Record high in positive school-leaver destinations
The proportion of young people who enter work, training or further study within nine months of leaving school is now the highest on record.
Statistics show that just over 93% of pupils had a "positive destination".
There are still large differences for "looked-after" children, despite an improvement in their educational outcomes.
But the government said the gap between pupils from the most and least deprived backgrounds was at its lowest ever.
According to a National Statistics publication for 2017/18, the proportion of looked-after children entering further and higher education is now also at a record high.
The term describes children who may become looked after for a number of reasons including neglect, abuse, complex disabilities or involvement in the youth justice system.
Those found to have the most positive educational outcomes were in foster care with friends or relatives rather than other care settings.
Deputy first minister John Swinney said: "More young Scots are studying, training or working within nine months of leaving school than ever before.
"Importantly, that also includes more young Scots from the most deprived communities, with the gap closing significantly over the last decade."
A second National Statistics report on education outcomes for looked-after children in 2017/18 found 39% obtained one or more qualifications at National 5 level or better compared to 86% of all pupils.
It also recorded 76% of looked-after children ended up in positive follow-up destinations, compared to 93% of all pupils.
Mr Swinney welcomed the report but acknowledged more work was needed.

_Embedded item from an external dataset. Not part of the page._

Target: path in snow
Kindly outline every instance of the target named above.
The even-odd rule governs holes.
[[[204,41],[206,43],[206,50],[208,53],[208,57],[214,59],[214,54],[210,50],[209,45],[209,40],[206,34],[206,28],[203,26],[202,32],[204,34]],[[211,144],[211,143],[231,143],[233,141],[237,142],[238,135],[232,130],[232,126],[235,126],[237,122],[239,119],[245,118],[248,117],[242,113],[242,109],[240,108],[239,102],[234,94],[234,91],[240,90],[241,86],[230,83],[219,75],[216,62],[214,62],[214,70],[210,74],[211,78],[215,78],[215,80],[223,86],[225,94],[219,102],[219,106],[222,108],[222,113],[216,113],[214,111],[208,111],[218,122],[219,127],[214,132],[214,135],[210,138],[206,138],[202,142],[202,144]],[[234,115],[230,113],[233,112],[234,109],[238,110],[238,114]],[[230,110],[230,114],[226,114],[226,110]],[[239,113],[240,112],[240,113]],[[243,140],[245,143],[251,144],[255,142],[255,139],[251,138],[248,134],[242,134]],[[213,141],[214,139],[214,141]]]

He added: "I am also particularly pleased to see the proportion of looked-after children entering further and higher education at a record high - this is real progress and shows the action we are taking to close the poverty-related attainment gap in Scotland is working.
"While the figures published today are extremely encouraging, we know that there is more to do to ensure that all our young people have the opportunity to fulfil their full potential in life and succeed - regardless of their background."